Pour ma part, je participe à la fabrication, à l'atelier de l'usine où nous étions cantonnés, de plusieurs caisses pour le complément de munitions, du jeudi 25 au 29 octobre.

Sur le port d'Alger en instance de départ

Notre départ se précipite, le 31 octobre nous partons pour le port d'Alger, un détachement de l'artillerie se joint à nous, 7 GMC nous transportent au quai Fécamp. 3 groupes se forment, le 1er embarque sur le cargo Sidi-Ferruch, le 2° sur La Hague le 3°, dont je suis, sur le Point Carré sur lequel est stocké le gros du matériel. S'y calent également les hommes restant du 1er REP, ainsi que des militaires, des bérets rouges des paras et des bérets bleus des commandos.

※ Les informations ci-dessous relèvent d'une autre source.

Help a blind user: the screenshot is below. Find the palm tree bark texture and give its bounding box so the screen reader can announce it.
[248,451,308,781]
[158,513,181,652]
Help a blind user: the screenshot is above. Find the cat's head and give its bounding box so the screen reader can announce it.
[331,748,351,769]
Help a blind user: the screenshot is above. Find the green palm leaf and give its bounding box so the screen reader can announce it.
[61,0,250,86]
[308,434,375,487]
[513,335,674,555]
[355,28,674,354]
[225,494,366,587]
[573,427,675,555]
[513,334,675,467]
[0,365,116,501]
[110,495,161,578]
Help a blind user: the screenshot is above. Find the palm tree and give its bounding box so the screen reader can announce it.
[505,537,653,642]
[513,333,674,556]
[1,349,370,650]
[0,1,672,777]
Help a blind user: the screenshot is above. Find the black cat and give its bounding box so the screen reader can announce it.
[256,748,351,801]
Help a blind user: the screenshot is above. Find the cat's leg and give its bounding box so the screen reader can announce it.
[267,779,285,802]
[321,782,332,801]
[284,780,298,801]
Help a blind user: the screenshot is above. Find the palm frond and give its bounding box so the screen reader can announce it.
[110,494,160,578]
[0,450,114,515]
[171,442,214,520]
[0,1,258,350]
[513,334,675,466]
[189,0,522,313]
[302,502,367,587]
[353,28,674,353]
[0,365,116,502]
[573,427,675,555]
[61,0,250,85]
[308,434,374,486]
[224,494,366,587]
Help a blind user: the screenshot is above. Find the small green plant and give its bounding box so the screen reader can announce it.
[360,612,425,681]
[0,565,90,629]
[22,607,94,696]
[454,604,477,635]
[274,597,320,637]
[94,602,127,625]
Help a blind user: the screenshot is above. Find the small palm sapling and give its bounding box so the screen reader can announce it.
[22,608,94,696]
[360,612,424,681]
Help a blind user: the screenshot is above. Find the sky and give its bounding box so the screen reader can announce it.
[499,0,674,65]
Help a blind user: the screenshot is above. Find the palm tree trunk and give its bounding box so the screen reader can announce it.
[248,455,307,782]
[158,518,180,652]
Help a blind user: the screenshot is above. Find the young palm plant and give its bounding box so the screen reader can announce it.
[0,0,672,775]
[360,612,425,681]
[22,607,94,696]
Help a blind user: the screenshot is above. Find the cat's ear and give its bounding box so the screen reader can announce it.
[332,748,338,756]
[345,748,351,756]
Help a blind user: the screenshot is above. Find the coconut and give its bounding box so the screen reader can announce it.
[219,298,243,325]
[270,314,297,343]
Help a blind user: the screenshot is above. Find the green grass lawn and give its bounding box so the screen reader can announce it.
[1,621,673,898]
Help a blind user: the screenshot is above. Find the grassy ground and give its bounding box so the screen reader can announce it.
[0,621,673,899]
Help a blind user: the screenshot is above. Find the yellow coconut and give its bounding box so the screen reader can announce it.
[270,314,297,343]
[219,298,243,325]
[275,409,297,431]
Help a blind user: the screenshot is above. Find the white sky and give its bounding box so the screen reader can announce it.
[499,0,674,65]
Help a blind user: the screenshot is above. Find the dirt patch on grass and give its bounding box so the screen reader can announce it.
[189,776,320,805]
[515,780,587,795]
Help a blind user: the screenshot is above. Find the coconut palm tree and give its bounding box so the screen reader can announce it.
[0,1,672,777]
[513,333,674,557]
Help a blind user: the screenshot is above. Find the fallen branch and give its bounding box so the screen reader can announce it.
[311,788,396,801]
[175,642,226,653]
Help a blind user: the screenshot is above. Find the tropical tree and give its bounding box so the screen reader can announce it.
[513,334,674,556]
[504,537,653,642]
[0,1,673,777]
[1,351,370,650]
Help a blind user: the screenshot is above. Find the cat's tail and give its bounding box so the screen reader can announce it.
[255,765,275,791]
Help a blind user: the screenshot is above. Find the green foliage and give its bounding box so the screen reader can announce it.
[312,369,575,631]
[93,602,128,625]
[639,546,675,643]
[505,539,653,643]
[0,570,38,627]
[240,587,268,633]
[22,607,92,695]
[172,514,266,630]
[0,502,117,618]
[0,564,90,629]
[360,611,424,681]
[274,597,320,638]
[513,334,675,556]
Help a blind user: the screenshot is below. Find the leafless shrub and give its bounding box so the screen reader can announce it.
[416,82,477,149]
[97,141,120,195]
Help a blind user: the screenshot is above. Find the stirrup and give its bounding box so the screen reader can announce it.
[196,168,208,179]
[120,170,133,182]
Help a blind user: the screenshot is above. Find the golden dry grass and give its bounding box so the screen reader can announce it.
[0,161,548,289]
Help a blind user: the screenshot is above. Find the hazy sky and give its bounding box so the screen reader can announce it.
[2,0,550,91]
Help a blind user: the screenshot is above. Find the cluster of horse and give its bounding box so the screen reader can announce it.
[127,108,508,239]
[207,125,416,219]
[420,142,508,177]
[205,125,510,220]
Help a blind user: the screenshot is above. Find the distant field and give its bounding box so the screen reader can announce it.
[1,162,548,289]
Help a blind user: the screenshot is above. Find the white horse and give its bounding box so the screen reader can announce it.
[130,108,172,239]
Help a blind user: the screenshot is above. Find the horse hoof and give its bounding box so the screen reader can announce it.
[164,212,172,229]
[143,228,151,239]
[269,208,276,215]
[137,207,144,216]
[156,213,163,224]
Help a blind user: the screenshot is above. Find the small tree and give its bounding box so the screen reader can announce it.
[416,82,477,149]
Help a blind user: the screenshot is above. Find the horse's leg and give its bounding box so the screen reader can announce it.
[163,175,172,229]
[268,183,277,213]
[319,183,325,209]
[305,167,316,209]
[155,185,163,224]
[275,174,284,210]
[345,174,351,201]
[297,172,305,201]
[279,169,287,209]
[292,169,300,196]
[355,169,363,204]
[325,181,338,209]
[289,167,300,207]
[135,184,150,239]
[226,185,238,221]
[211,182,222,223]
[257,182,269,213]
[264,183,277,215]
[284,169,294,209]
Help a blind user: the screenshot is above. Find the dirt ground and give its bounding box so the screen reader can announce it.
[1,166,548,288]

À 9 heures du soir le bateau quitte le port précédé du Jean Bart de la Marine Nationale qui a aussi embarqué pas mal de militaires. Au réveil du jeudi 1er novembre nous sommes en pleine mer, en convoi de plusieurs bateaux, protégés par des unités de la marine. Lors du passage du Cap Bon, nous avons subi un violent orage. Nous arrivons le soir du 2, à l'Île de Malte, le convoi stoppe en face du port.

Malte en approche

Le 3 novembre au matin, nous reprenons la route vers 11 h 30. Le F 717 L'Arabe de la marine Nationale se positionne à côté de nous, un filin est envoyé sur notre bateau et tout en continuant notre route, des échanges de paquets-colis se font. Pour tous, il est obligatoire d'effectuer des exercices d'abandon de navire, de pratiquer de la gym, des démontages et remontages de l'armement. En plus de ces obligations, nous les sapeurs, avions, en outre, à faire la visite et l'entretien des grues et opérer à leur bon fonctionnement.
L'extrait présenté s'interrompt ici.